4.2) Pour les 32,7% des participants qui s’opposent à la mise en place de traitements différenciés selon les populations, c’est le principe d’égalité qui prime. Plus précisément, ils considèrent que les citoyens sont tous égaux et devraient être en ce sens traités de la même manière (23%). La crainte de discriminations, de stigmatisation ou de ségrégation de certaines catégories de la population (14%) est fréquemment évoquée. De façon transversale dans 10% des propositions, les participants considèrent que l’âge ne devrait pas non plus être un motif de différenciation, ce critère n’étant pas purement médical. 

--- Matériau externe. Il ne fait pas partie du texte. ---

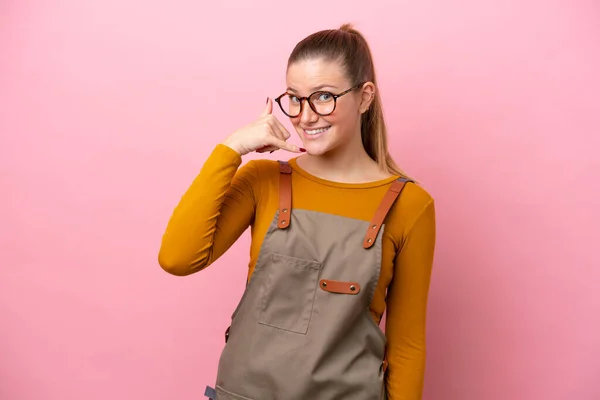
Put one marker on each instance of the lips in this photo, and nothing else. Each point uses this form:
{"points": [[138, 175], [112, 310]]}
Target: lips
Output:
{"points": [[314, 133]]}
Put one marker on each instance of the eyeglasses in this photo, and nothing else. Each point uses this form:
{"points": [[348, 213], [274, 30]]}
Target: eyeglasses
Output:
{"points": [[322, 103]]}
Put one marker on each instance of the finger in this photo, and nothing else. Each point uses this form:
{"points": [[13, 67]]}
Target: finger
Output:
{"points": [[286, 134], [266, 149], [283, 145], [276, 129], [268, 108]]}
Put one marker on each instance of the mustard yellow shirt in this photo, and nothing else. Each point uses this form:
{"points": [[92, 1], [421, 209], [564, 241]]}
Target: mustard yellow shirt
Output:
{"points": [[225, 199]]}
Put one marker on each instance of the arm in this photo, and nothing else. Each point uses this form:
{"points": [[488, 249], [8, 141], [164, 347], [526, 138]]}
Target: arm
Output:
{"points": [[406, 309], [212, 214]]}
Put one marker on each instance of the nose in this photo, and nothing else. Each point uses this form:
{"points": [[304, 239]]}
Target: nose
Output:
{"points": [[308, 115]]}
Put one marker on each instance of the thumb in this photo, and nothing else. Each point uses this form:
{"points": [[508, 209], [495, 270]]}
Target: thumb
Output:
{"points": [[283, 145], [268, 108]]}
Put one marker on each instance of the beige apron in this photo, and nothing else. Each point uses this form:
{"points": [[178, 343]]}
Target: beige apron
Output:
{"points": [[302, 329]]}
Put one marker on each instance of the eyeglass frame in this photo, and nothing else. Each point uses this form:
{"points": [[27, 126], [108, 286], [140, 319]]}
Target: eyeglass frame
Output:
{"points": [[312, 107]]}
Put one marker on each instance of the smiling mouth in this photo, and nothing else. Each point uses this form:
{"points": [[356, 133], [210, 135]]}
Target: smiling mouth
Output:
{"points": [[312, 132]]}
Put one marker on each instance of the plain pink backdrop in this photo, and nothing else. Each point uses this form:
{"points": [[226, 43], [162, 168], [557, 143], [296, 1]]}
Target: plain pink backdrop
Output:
{"points": [[109, 108]]}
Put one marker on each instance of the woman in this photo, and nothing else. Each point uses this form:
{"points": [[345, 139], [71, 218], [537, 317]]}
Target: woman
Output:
{"points": [[339, 235]]}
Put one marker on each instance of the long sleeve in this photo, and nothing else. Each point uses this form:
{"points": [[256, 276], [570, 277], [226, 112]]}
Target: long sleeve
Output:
{"points": [[406, 309], [211, 215]]}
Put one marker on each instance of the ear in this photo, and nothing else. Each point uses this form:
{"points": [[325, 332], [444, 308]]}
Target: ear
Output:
{"points": [[367, 96]]}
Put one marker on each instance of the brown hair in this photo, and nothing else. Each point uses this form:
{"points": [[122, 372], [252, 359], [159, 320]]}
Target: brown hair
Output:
{"points": [[350, 48]]}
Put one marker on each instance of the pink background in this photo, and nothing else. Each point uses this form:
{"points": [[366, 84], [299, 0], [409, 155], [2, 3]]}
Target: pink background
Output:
{"points": [[109, 108]]}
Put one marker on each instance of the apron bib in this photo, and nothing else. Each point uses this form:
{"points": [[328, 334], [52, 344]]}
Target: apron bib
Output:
{"points": [[302, 329]]}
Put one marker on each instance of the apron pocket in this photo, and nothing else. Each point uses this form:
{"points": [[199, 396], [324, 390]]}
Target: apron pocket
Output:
{"points": [[288, 293], [223, 394]]}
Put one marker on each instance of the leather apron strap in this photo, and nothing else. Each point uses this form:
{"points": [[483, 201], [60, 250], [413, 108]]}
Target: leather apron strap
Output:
{"points": [[285, 195], [382, 211]]}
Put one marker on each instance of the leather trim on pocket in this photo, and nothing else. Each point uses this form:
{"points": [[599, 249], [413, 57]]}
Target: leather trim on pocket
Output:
{"points": [[340, 287]]}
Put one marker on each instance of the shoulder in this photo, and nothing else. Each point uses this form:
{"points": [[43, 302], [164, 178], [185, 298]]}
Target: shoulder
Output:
{"points": [[414, 205]]}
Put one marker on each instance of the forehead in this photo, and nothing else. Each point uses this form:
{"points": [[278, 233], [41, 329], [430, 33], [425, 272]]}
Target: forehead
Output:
{"points": [[313, 74]]}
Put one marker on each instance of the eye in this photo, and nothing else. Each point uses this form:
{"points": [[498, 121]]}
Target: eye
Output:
{"points": [[325, 96]]}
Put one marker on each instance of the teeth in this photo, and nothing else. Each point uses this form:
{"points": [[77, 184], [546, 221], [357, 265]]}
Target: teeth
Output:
{"points": [[315, 131]]}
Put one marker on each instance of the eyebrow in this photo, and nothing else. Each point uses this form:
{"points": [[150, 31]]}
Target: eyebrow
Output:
{"points": [[314, 89]]}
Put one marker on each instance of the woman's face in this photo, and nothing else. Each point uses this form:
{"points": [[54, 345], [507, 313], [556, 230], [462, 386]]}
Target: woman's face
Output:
{"points": [[322, 134]]}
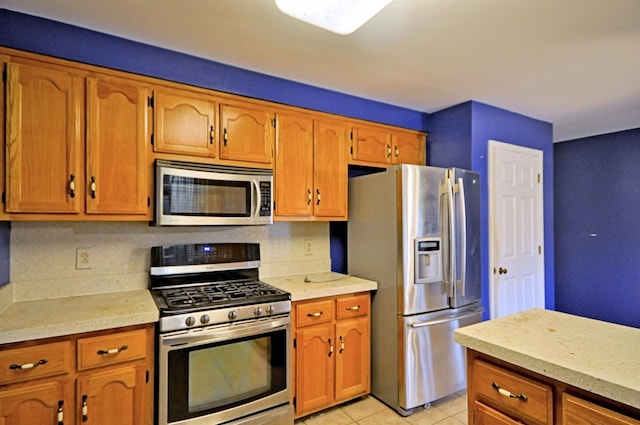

Ces participants estiment également qu’il est nécessaire d’en appeler davantage à la responsabilité individuelle des individus, qu’ils soient à risque ou non (6% des propositions) : chacun doit avoir la maîtrise de sa décision de protection ou d’exposition au risque. L’atteinte à la liberté est ainsi mentionnée dans 8% des propositions. Enfin, le recours à des actions de prévention et de maintien des solidarités afin d’éviter de telles mesures, déjà mentionné dans les questions précédentes, s’exprime dans 4% des propositions.